Дверь открылась, и на пороге показался человек, которого я не видела уже почти пять лет. Это был Чарльз Бартон.
Он попросил разрешения войти и присел на край кровати, потребовав, чтобы мне немедленно дали чашку чая и одеяло. Пока инспектор Гиббс не принес все, о чем его просили, и не вышел, Чарльз Бартон только молча смотрел на меня и улыбался. Я же была так напугана, что не могла сдвинуться с места, и тогда Чарльз Бартон укрыл меня одеялом и поставил чашку на пол рядом со мной. А затем он заговорил – медленно, словно читал проповедь в церкви, и раздраженно, как будто он уже представлял мое дело в суде. Его костюм был недавно выглажен, ботинки – начищены до блеска. Я понятия не имела, который час, и не знала даже, происходит это наяву или мне снится ночной кошмар.
– Кажется, у нас возникла небольшая проблема, Гарриет. Я был шокирован, когда детектив-инспектор Гиббс позвонил мне и сообщил, что дочь Сесилии, которую все это время считали погибшей, на самом деле жива. Мне известно, что этот ребенок не от меня. Кроме того, я прекрасно понимаю, что Сесилия, очаровав вашего мужа, встала у нашей семьи на пути. Весьма похвально, что вы взяли на себя обязательства по воспитанию девочки, пока оба ее родителя были, скажем так, нездоровы.
Я боялась отвести взгляд, но чувствовала, что за приоткрытой дверью камеры стоял детектив-инспектор Гиббс. В остальных камерах было тихо; тишина царила на всем этаже.
– Что ж, я успел обсудить данный вопрос с адвокатом и все обдумать. Если вы примете решение молчать о произошедшем и согласитесь на закрытое удочерение, в силу которого Ребекка и Сесилия никогда не смогут найти документальных свидетельств своего родства, то я соглашусь снять с вас обвинения в похищении ребенка. Вы сможете покинуть эту камеру, но никогда ни с кем не заговорите об этом деле.
Я не могла поверить его словам.
– А как же Сесилия? Что будет с ней?
Бартон смерил меня долгим пристальным взглядом.
– Сесилия по-прежнему очень нездорова. Даже если бы вы решили отказаться от моего предложения, ребенок не был бы отдан под ее опеку. Сесилия должна оставаться там же, где и сейчас, по крайней мере, в ближайшее время. Согласитесь, если бы им позволили воссоединиться, а затем Сесилии снова стало бы хуже, девочка осталась бы только в еще большем замешательстве.
– Но причина несчастья Сесилии в том, что она разлучена с малышкой.

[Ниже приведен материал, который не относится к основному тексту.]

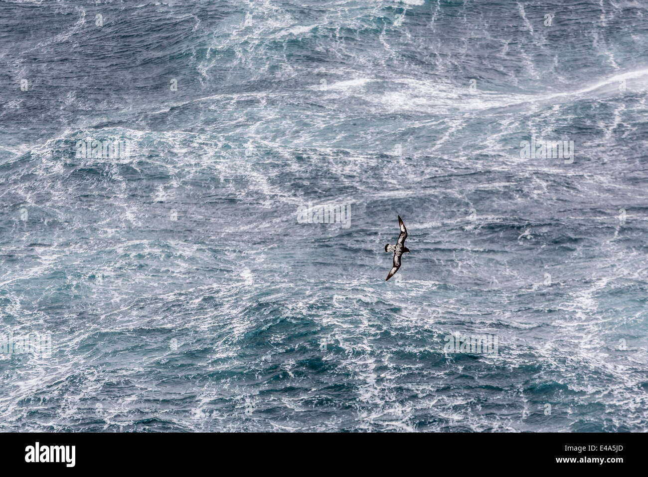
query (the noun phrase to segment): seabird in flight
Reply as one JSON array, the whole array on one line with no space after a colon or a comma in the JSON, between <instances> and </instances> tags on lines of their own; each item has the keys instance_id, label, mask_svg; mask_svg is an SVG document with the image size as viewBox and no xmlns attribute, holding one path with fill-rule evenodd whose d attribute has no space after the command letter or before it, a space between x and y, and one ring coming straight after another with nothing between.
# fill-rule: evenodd
<instances>
[{"instance_id":1,"label":"seabird in flight","mask_svg":"<svg viewBox=\"0 0 648 477\"><path fill-rule=\"evenodd\" d=\"M403 223L403 219L400 218L400 215L399 215L399 226L400 227L400 235L399 236L399 239L396 242L396 245L390 245L388 243L385 245L386 252L394 252L393 266L389 270L389 275L385 278L386 282L391 278L399 271L399 269L400 268L401 256L406 252L410 251L410 249L405 247L405 239L407 238L407 229L405 228L405 224Z\"/></svg>"}]
</instances>

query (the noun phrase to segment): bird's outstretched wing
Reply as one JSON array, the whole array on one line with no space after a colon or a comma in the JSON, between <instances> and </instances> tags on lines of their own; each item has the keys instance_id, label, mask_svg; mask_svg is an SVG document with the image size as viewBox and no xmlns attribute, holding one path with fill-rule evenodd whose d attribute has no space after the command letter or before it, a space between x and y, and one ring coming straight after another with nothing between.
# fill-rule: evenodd
<instances>
[{"instance_id":1,"label":"bird's outstretched wing","mask_svg":"<svg viewBox=\"0 0 648 477\"><path fill-rule=\"evenodd\" d=\"M407 229L405 228L405 224L403 223L403 219L400 218L400 215L399 215L399 226L400 227L400 235L399 236L397 245L402 247L405 243L405 239L407 238Z\"/></svg>"},{"instance_id":2,"label":"bird's outstretched wing","mask_svg":"<svg viewBox=\"0 0 648 477\"><path fill-rule=\"evenodd\" d=\"M398 271L399 271L399 267L392 267L391 269L389 270L389 274L387 276L387 278L385 278L385 281L386 282L388 280L389 280L392 276L393 276L394 274L396 272L397 272Z\"/></svg>"}]
</instances>

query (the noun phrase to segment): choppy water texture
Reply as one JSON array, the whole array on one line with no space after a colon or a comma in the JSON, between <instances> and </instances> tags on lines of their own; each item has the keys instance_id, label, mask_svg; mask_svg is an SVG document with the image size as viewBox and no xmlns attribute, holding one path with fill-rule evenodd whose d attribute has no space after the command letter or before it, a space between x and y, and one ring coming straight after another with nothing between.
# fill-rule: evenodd
<instances>
[{"instance_id":1,"label":"choppy water texture","mask_svg":"<svg viewBox=\"0 0 648 477\"><path fill-rule=\"evenodd\" d=\"M0 332L53 345L0 355L2 430L648 428L645 2L0 23ZM522 158L532 134L573 164ZM308 202L350 226L298 223ZM445 353L457 332L497 355Z\"/></svg>"}]
</instances>

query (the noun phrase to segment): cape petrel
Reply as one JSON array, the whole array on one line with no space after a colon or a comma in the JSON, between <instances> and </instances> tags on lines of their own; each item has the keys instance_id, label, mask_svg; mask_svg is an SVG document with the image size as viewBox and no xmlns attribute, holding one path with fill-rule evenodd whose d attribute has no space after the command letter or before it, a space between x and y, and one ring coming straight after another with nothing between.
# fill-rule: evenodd
<instances>
[{"instance_id":1,"label":"cape petrel","mask_svg":"<svg viewBox=\"0 0 648 477\"><path fill-rule=\"evenodd\" d=\"M403 219L400 218L400 215L399 215L399 226L400 227L400 234L399 236L399 239L396 242L396 245L390 245L388 243L385 245L386 252L394 252L393 266L389 270L389 274L387 276L387 278L385 278L386 282L393 276L393 275L400 268L401 256L406 252L410 251L410 249L405 247L405 239L407 238L407 229L405 228L405 224L403 223Z\"/></svg>"}]
</instances>

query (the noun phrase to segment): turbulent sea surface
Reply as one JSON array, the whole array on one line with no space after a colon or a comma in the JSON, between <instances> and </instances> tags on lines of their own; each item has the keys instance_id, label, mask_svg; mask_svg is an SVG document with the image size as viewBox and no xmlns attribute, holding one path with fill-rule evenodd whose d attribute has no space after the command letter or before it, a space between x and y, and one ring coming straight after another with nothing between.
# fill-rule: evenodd
<instances>
[{"instance_id":1,"label":"turbulent sea surface","mask_svg":"<svg viewBox=\"0 0 648 477\"><path fill-rule=\"evenodd\" d=\"M648 430L646 2L0 0L0 335L52 345L0 354L0 430Z\"/></svg>"}]
</instances>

– Право, неужели вы думаете, что в нашей компетенции решать, по какой причине Сесилия обезумела. Так или иначе, едва ли от подобной болезни можно излечиться за одну ночь. Послушайте, Гарриет, я разумный человек и именно поэтому я решил озвучить вам это предложение – вопреки советам моих сестер, должен заметить. Полагаю, вы не рассказали Джейкобу о том, что она не ваша дочь?

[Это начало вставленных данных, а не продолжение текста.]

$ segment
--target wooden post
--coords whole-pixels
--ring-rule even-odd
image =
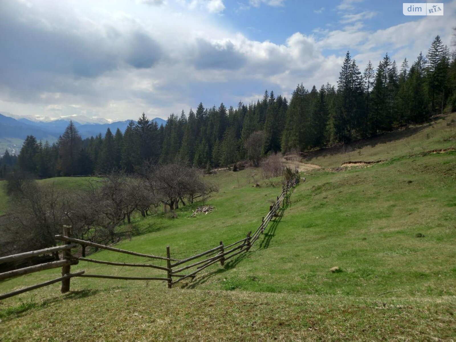
[[[73,233],[73,228],[71,226],[63,226],[63,235],[65,236],[67,236],[69,238],[71,237],[71,235]],[[65,244],[70,244],[71,242],[66,242],[65,243]],[[62,255],[63,256],[63,259],[65,260],[68,260],[70,261],[71,259],[71,250],[64,250],[62,252]],[[69,264],[67,265],[65,265],[62,266],[62,276],[64,277],[70,273],[71,265]],[[62,287],[60,289],[60,292],[62,293],[66,293],[68,291],[70,290],[70,278],[66,278],[62,281]]]
[[[168,274],[168,288],[171,289],[172,287],[172,279],[171,278],[171,253],[170,253],[170,246],[166,246],[166,266],[168,270],[166,271]]]
[[[220,246],[222,246],[222,248],[220,249],[220,254],[223,254],[225,253],[225,249],[223,248],[223,241],[220,241]],[[225,264],[225,257],[223,256],[220,258],[220,265],[223,266]]]

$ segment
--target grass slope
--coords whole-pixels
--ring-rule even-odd
[[[432,145],[424,145],[423,150],[454,146],[453,140],[452,145],[447,143],[454,135],[452,125],[436,125],[442,122],[423,129],[436,132]],[[69,295],[59,295],[58,285],[24,294],[0,302],[0,337],[5,341],[451,341],[456,338],[456,152],[410,156],[414,154],[408,147],[397,147],[411,146],[416,139],[412,135],[365,147],[377,160],[396,146],[392,158],[369,167],[308,172],[283,215],[271,222],[249,252],[224,268],[214,265],[171,290],[160,282],[81,278],[72,280],[74,292]],[[354,159],[347,156],[328,155],[326,167]],[[171,256],[180,258],[221,240],[226,244],[242,238],[259,224],[280,192],[278,180],[252,187],[249,181],[259,178],[255,172],[208,176],[221,188],[208,201],[213,212],[189,217],[197,204],[178,210],[176,218],[158,213],[137,219],[132,228],[145,233],[119,246],[164,255],[169,245]],[[417,237],[420,234],[424,237]],[[144,261],[107,251],[91,257]],[[330,272],[335,266],[342,271]],[[146,269],[83,262],[72,269],[163,275]],[[2,282],[0,292],[58,273]]]

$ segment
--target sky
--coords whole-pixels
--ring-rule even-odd
[[[362,70],[400,65],[439,35],[443,16],[397,1],[0,0],[0,112],[109,120],[235,106],[298,84],[337,85],[349,50]],[[452,47],[452,50],[455,47]]]

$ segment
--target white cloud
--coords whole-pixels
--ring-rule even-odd
[[[353,10],[355,8],[355,4],[362,2],[363,0],[342,0],[342,2],[337,6],[337,8],[341,10]]]
[[[178,3],[194,10],[203,9],[211,13],[220,13],[225,9],[223,0],[176,0]]]
[[[160,6],[164,5],[166,1],[166,0],[140,0],[140,2],[151,6]]]
[[[226,28],[210,14],[223,10],[221,0],[136,5],[130,11],[105,10],[110,1],[97,9],[87,1],[77,10],[66,2],[4,6],[0,31],[10,33],[1,37],[0,110],[122,119],[144,111],[166,118],[200,101],[235,105],[262,96],[265,88],[290,94],[301,82],[309,88],[335,84],[344,50],[362,68],[368,59],[376,66],[386,52],[411,62],[437,34],[449,44],[456,8],[456,1],[446,3],[445,16],[376,31],[348,20],[337,30],[295,32],[277,44]],[[33,58],[18,57],[20,46]]]
[[[211,13],[218,13],[225,9],[223,0],[210,0],[207,5],[207,10]]]
[[[269,6],[283,6],[285,0],[249,0],[249,3],[254,7],[259,7],[261,4]]]
[[[345,14],[342,16],[340,22],[342,24],[358,21],[360,21],[370,19],[377,15],[376,12],[365,10],[355,14]]]

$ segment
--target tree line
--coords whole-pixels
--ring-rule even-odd
[[[132,174],[146,161],[180,161],[207,169],[246,159],[258,165],[261,156],[366,139],[455,110],[456,55],[437,36],[425,56],[399,67],[387,54],[362,72],[347,52],[337,86],[314,85],[309,91],[300,84],[289,101],[266,91],[261,100],[236,108],[200,103],[187,114],[171,114],[160,127],[143,113],[124,132],[108,129],[104,136],[84,140],[70,122],[52,145],[28,136],[17,167],[47,177]]]
[[[139,233],[137,226],[128,224],[133,218],[145,218],[162,207],[174,214],[180,204],[218,191],[201,171],[183,163],[145,163],[134,176],[113,172],[85,180],[85,185],[71,191],[30,176],[17,171],[5,183],[10,209],[0,216],[0,256],[55,246],[55,236],[64,225],[72,226],[78,238],[116,242]]]

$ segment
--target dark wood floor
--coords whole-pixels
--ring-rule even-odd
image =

– Нет, мистер Бартон, – прошептала я.
– Славно, славно. Полагаю, будет лучше так все и оставить. В конце концов, он отец ребенка. И, насколько мне известно, скоро его должны выписать… Мне кажется, что так будет лучше для всех нас.

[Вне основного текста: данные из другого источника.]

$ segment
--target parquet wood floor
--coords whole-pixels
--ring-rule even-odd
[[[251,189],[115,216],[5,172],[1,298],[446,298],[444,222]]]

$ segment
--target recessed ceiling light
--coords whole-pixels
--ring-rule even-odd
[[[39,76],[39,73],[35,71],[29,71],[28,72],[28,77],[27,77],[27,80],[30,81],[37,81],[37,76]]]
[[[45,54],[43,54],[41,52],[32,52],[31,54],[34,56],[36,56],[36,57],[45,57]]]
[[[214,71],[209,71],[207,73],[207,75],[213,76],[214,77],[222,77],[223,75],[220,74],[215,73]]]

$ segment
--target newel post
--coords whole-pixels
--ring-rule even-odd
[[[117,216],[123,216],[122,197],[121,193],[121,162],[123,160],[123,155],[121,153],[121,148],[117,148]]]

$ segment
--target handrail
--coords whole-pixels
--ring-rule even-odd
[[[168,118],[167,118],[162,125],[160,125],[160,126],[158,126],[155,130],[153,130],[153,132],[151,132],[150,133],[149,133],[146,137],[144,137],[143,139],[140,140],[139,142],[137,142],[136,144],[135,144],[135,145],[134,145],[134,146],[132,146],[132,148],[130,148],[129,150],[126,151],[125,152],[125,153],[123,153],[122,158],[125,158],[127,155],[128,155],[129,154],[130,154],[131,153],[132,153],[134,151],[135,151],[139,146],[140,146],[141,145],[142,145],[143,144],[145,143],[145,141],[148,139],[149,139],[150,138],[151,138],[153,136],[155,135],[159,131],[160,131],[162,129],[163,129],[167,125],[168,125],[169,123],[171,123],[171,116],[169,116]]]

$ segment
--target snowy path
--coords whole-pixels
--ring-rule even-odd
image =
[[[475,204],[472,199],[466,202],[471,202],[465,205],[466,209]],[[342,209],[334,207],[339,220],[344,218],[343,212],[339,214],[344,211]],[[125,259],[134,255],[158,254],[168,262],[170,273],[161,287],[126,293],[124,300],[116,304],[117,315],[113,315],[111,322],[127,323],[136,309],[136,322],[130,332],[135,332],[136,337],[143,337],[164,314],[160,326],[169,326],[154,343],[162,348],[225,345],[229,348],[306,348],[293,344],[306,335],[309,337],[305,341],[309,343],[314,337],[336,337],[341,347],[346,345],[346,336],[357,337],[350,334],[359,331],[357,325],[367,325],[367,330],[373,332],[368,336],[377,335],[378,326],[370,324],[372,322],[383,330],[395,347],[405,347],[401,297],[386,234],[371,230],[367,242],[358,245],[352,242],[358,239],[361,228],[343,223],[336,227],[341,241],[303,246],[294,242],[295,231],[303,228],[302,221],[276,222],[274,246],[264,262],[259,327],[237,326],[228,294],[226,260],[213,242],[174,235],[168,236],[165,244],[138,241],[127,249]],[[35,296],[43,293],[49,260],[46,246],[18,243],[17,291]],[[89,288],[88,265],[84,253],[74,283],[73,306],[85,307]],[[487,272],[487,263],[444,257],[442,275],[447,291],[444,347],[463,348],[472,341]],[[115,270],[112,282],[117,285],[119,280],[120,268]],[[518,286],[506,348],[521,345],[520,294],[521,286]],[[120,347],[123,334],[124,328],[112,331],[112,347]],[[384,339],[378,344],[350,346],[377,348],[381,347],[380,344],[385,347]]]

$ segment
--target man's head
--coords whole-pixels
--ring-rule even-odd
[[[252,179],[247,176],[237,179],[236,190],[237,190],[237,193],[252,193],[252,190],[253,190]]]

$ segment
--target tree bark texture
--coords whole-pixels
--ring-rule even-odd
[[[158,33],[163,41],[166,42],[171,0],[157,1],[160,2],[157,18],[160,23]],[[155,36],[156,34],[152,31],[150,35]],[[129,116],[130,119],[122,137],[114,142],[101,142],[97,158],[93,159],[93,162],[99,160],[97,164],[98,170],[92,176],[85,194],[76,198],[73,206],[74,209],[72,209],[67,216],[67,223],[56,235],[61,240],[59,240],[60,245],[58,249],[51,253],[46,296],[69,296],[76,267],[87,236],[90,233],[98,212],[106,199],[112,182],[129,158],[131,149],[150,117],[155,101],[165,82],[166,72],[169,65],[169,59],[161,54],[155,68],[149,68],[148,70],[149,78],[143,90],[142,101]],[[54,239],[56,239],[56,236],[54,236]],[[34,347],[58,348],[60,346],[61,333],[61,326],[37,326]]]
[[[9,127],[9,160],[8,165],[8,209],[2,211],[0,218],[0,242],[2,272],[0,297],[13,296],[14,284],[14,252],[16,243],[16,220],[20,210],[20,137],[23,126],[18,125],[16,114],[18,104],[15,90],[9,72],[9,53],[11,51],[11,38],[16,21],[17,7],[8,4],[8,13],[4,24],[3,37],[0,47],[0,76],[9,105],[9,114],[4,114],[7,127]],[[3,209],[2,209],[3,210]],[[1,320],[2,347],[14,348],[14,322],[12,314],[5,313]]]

– Не понимаю, чем от этого будет лучше Сесилии. Она любила вас, Чарльз. Мы не можем ее там бросить. Я себе этого не прощу.
– Однако у нее был роман с вашим мужем. Мне кажется, что вы слишком снисходительны по отношению к ней. Ее диагноз был подтвержден двумя психиатрами. Не сомневаюсь, что вы были ей хорошей подругой, но, отпусти мы ее сейчас на волю, она скорее всего покончила бы с собой. Пока ее жизнь в руках врачей, которые знают свое дело, есть, по крайней мере, шанс того, что ей станет лучше. Ну что же, вы согласны с моими условиями?